When a woman is diagnosed with breast cancer she is faced with a multitude of decisions -  lumpectomy or mastectomy, decisions about chemotherapy and radiation therapy - it can sometimes seem like too much to have to decide about breast reconstruction (implant reconstruction, flap reconstruction, silicone vs saline implants) at the same time.  Our goal as plastic surgeons is to try and make sure each patient has all the information she needs to make the best choice for her.  For some patients this might be to undergo the breast cancer treatment and not even worry about the reconstruction until later.  For others it might be to undergo breast  reconstruction at the same time as the mastectomy.  Recent data suggests that 70% of breast cancer patients are not informed of the various reconstructive options available to them.  This is not acceptable.  We need to work harder to make sure that women are given all the information they need at the time of their cancer diagnosis so they can make the best , informed decsions for themselves.

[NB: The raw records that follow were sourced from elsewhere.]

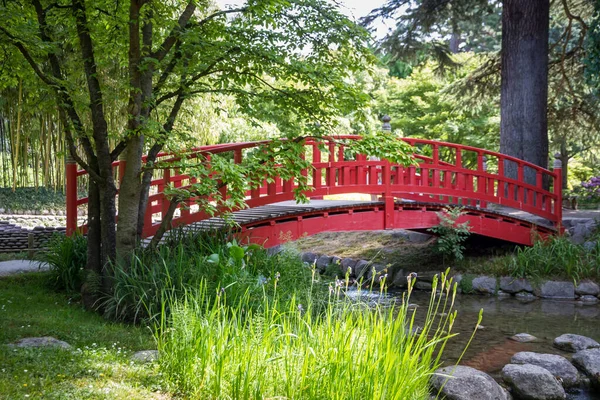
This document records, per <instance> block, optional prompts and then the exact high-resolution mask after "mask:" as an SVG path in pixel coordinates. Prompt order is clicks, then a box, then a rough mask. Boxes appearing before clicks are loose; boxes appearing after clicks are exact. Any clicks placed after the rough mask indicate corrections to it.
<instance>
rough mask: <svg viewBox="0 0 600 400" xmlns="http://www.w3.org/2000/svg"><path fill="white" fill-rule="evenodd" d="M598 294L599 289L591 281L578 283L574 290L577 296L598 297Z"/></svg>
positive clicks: (599, 289)
mask: <svg viewBox="0 0 600 400" xmlns="http://www.w3.org/2000/svg"><path fill="white" fill-rule="evenodd" d="M598 293H600V287H599V286H598V285H597V284H596V283H594V282H591V281H584V282H580V283H579V285H577V287H576V288H575V294H578V295H579V296H585V295H590V296H598Z"/></svg>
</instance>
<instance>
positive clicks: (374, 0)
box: [215, 0, 391, 37]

Cosmetic versus reconstructive surgery

February 16th, 2010

Plastic surgery as a specialty encompasses both cosmetic as well as reconstructive surgery.  The definition of cosmetic surgery is surgery  ”to improve on the normal”  whereas reconstructive surgery is surgery  ” to restore to normal form and function”.  In some cases it is clear -   repair of a cleft lip is clearly reconstructive surgery and liposuction of small amounts of fat that one just does not like is cosmetic surgery.  In other situations it is more difficult.  An upper eyelid lift to improve one’s appearance is cosmetic while an upper eye lift to remove excessive skin which is blocking one’s vision is reconstructive.   Breast reconstruction after cancer treatment is unusual in that there is a Federal Law signed into effect by Bill Clinton mandating that breast reconstruction and surgical treatment of the opposite breast (if needed) is covered by insurance.  Thank you Mr. Clinton!

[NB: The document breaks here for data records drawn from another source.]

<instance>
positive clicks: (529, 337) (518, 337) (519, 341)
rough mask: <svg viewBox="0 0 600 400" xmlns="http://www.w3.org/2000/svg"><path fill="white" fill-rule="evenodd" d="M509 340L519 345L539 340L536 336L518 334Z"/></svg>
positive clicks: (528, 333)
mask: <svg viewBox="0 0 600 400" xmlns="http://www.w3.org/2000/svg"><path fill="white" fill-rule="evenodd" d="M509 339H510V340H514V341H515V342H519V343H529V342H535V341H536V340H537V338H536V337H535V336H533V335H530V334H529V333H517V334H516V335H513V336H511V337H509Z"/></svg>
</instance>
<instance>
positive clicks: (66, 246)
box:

New barbed sutures save time in the operating room.

February 16th, 2010

Surgery on patients who have lost a lot of weight can take a lot of time.  This is a problem for many reasons .  The risk of complications can go up with a patient on the operating room table for an extended period of time  -  risks of wound infection, healing issues, risk of DVT or even pulmonary embolism can increase.   New sutures are now available which can lessen the time on the operating room table.  These sutures are an exciting  advance  especially  for plastic surgeons working with  Massive weight loss patients .  The sutures are barbed which work to close the wound without  knots.  This decreases the time to close the wound and reduces the incidence of knot related issues such as stitch abscesses.     I have been really pleased with the barbed suture -  and especially the combination of the barbed suture and surgical glue to seal the wound.  This combination is great for my patients -  less time on the OR table, less tape and bandages and patients can shower right away !  A win for all!

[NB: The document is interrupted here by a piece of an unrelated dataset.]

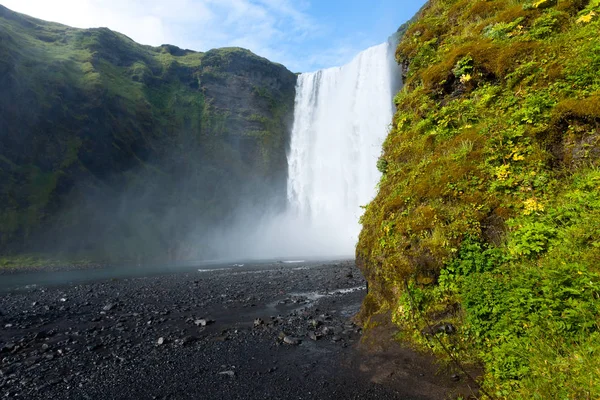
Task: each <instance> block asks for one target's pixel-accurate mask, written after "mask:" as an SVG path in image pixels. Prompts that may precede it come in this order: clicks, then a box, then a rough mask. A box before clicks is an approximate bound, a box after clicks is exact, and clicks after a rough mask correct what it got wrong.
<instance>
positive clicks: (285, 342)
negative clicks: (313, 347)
mask: <svg viewBox="0 0 600 400" xmlns="http://www.w3.org/2000/svg"><path fill="white" fill-rule="evenodd" d="M283 343H285V344H289V345H291V346H297V345H299V344H300V339H298V338H295V337H292V336H286V337H284V338H283Z"/></svg>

Choices in breast reconstruction

September 23rd, 2009

A few years ago I surveyed a group of female plastic surgeons as to what they would choose for reconstruction if they were faced with the diagnosis of breast cancer.,  My thinking was that this group of doctors had an unique perspective on breast reconstruction options -  they were very well informed as to  not only the options available but also to the risks and outcomes of each reconstructive option .  The results were interesting.,  A total of 54 female plastic surgeons were surveyed.  Ninety one percent stated that they would opt for mastectomy over breast conservation .  Most   (87%) choosing a mastectomy would opt for reconstruction.  For their reconstructive procedure 54% would choose tissue expansion with implant reconstruction and, 28% would choose a Tram flap and only 5% would choose a latissimus flap.  For the women choosing implant reconstruction 79% would choose a silicone implant , 24% would choose a saline implant and one respondent felt that either choice would be acceptable.  The most frequently chosen reconstruction then was tissue expansion followed by a silicone implant (43%).  Interesting  and food for thought!